馬のしっぽの毛を束ね、サメの皮で毛先を割り枝毛状にした刷毛を使っている。その刷毛に絵の具をつける按配で、色が決まります。刷毛自体に色がグラデーションとして定着するまで、何枚もためし塗りをするそうです。7、8回刷らないと、顔料と同じように発色しないそうです。

パレットで混色するのではなく、版木の上でグラデーションを作るんですよね。
拝見すると、刷毛の上から中腹にかけ薄くするなど、職人技としかいいようがありませんでした。

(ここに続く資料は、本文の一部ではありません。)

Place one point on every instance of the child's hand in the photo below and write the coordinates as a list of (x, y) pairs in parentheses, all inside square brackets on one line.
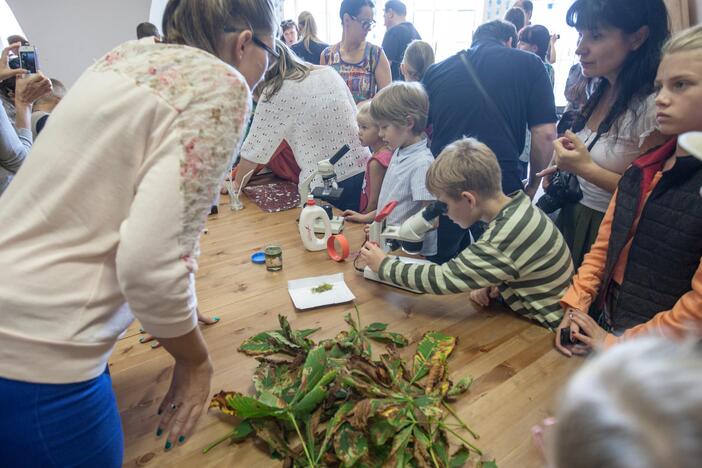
[(354, 216), (372, 255), (571, 153), (483, 296)]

刷り上がった物を触らせてくれましたが、色を乗せるという感覚ではなく、紙に対して「色を染める」という感覚を受けました。顔料は全く手に付きませんでした。

広重と北斎の作品の違い

広重は効果的な赤の使い方をする。北斎はピンポイントの赤の使い方はしない。広重はグラデーションを多用する技巧派、北斎はは多用せず、構図も色もかっちりと決める傾向にある。ちなみに彫り師を指名できたのは葛飾北斎だけと言われているそうです。

墨版以外の色版の彫り方の手順をまとめると

①まずは下絵を貼り付け、墨版(絵の輪郭となる部分)を彫る
②墨版を色版の版木分だけ刷る
③刷った墨版の紙を版木に貼り付け、出したい色の部分だけ凸にして残す
④③を繰り返す

昔は下絵は墨版に貼り付けてその上から彫ってしまうので、手元に残りにくい。それを考えると、現在残されている江戸時代の版木や浮世絵は、とても貴重なことがわかります。

見学会は不定期のようですが、みなさんも現代の浮世絵の技の髄に触れてみてはいかがでしょうか。